就職難が問題視されている現代では、求職者が溢れているにも関わらず保育の現場は常に人材不足です。なぜこのようなことが起こり得るのか、それは資格を持つ人に限定してしまうからです。つまり保育に関してしっかりと専門的に学び資格を持った人でなければ勤めることができないとしているのです。大切なお子様を預かるのでしっかりと知識を持っていなければならないことはもちろんなのですが、それでは異業界から転職を考えている人には選ぶことができません。そういった問題を解決してくれるのがこの制度です。この制度は2つの資格を持たなくてはなりませんが、通信講座などを利用すれば短期間で資格を取得することも可能です。そのため本業に従事しながら保育を学び、資格を取得後に転職をするということも十分に可能なのです。
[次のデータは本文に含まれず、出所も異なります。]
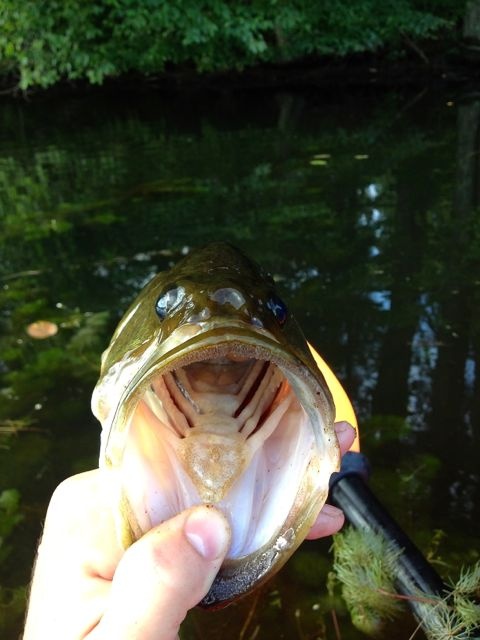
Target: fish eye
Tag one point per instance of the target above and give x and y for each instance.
(278, 308)
(168, 301)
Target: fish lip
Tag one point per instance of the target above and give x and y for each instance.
(236, 577)
(221, 338)
(218, 340)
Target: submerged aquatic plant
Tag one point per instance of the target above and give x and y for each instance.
(364, 564)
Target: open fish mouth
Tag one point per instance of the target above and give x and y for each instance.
(240, 425)
(208, 394)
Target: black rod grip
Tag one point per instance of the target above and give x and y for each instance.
(363, 510)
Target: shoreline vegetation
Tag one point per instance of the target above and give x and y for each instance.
(152, 42)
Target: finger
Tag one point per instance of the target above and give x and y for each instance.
(329, 521)
(78, 548)
(346, 435)
(163, 575)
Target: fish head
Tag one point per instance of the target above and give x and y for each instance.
(208, 394)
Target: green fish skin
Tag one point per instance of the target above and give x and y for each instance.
(208, 393)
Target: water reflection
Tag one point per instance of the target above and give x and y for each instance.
(365, 210)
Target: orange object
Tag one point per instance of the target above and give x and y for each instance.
(343, 406)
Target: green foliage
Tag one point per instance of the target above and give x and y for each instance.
(364, 564)
(45, 42)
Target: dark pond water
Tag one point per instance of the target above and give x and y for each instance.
(365, 208)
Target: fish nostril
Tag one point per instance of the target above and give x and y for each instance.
(228, 295)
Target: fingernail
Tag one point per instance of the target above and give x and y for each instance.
(331, 512)
(208, 532)
(343, 427)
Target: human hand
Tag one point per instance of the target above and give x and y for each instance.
(85, 586)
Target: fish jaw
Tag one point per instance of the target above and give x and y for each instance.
(225, 459)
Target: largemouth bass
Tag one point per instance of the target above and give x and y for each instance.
(208, 393)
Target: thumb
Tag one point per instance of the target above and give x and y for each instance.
(163, 575)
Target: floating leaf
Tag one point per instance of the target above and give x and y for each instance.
(42, 329)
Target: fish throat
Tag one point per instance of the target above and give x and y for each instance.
(226, 429)
(222, 410)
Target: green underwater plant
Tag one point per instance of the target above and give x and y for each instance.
(364, 565)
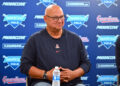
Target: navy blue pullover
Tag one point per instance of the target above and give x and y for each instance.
(45, 53)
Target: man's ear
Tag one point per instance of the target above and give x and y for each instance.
(45, 18)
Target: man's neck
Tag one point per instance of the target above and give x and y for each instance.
(55, 33)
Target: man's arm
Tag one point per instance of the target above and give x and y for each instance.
(68, 75)
(37, 73)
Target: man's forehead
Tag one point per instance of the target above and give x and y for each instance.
(53, 9)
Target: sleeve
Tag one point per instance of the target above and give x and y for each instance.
(28, 56)
(117, 53)
(84, 61)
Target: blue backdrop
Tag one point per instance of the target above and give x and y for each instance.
(97, 22)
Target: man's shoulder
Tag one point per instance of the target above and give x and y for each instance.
(38, 33)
つまり社会人として働いていながらも新たな夢として保育の現場を目指しやすくなったのです。こうして保育の仕事の窓口を広げることによって、働く側にとっても子どもを預ける側にとっても大きなメリットを生み出すことが期待されています。これらのメリットは最終的には待機児童0という大きな目標に結びついており、それを実現させるためには必要不可欠な政策だということで厚生労働省がこの制度を採用したのです。
特例制度のデメリット
メリットがあるということはデメリットも必ず存在します。資格を取得するためには少なからずお金も時間もかかります。ただでもらえるものではないのでそれをきちんと理解しておくことが大切です。また認定こども園というのは比較的忙しくなりがちです。保育園と幼稚園の良い所をミックスしてつくられたものなので、多くの子どもたちに対応しなければなりません。イベントも多くお子様や保護者としては多くの経験をし多くの思い出を残すことができるとあって魅力的なのですが、やはり勤める側としてはそれだけ大変であるということになるので、勤めることが決まったとしても手放しで喜ぶことはできません。
この制度の認知度は徐々に広まってきてはいるもののまだまだ一般化してはいません。保育の現場で働きたい人はもちろんのこと、子育てをしている家庭でも知っておくべき制度だということを忘れてはなりません。